Kenya Tourism Board chief executive officer Betty Radier said that the expo is part of the board's efforts to revitalise tourism in Kenya as it focuses on Africa and other emerging markets.

“We are delighted to have the event return to in-person after two years, last year we held the event virtually to ensure that the sector did not lose out on any opportunities. As we continue to work towards our vision of thriving tourism industry, we are determined to support this vital sector by providing an environment that will attract visitors and enable them to connect with the best in local hospitality, culture and heritage,” she said.

Still, industry players especially from Kenya's coast have decried the lack of an open air policy and high taxation on certain goods as key challenges affecting the tourism business in Kenya.

They argue the protectionist policy from the government has made Kenya lose business to other regional markets such as Zanzibar. 

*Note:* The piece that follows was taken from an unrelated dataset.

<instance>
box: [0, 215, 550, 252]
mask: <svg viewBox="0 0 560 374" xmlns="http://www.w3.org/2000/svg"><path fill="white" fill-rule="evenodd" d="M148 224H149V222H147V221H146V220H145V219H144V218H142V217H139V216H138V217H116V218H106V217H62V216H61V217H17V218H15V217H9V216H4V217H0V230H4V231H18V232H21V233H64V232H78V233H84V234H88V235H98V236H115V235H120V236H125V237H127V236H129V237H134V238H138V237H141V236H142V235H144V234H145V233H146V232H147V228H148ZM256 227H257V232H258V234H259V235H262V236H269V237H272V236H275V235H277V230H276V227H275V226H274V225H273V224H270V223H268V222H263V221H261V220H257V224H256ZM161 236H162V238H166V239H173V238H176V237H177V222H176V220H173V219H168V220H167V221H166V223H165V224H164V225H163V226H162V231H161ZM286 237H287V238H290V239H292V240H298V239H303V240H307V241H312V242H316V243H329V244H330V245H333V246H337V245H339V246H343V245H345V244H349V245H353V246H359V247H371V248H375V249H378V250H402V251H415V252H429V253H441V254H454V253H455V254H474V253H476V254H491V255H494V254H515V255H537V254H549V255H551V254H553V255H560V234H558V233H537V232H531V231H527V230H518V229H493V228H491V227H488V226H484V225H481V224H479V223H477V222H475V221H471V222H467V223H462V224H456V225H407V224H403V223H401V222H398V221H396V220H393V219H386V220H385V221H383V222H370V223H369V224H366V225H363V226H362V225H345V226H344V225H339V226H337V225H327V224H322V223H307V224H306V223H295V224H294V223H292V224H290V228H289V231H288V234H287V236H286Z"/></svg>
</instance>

"Kenya is slowly losing its competitive edge if some parts of the destination are not easily accessible from other parts of the world," says Andre Thomas, senior product manager for Africa at Switzerland-based FTI Touristik.

Thomas says his company was forced to pay off 70,000 euros or more than Sh7 million in compensation when Turkish Airlines pulled out of the coastal city of Mombasa.

"That means I made no money and had to use the extra cash to pay off the disappointed clients. They may be hesitant to come to the destination if they are going to spend two days accessing Kenya's coast," said Thomas.

According to Balala, the country will have to decide on opening up airspace and increasing traffic to Africa. 

"The Open Sky Policy has been postponed but not anymore. Fear of the unknown is what is eating us. South Africa and Morocco have tried it with success. Low-cost airlines make people travel in an affordable manner," he said. 

A player from a local airline says Kenya Revenue Authority (KRA)needs to review some of its taxation policies including scrapping the three per cent Railway Development Levy of plane spare parts.

"Imagine bringing in a plane engine that costs Sh4 million and then has to pay the RDL? Imagine too that you have to pay the 16 per cent VAT on repairs done to the engine outside the country, yet this was an engine for which you paid all duties when new. This brings the cost of transporting tourists to local destinations an expensive affair," said the manager at Wilson Airport who declined to be named for fear of reprisal.

According to him, such high levies have made some local operators 'cook' their books and avoid such levies hence some low-cost tickets for some operators.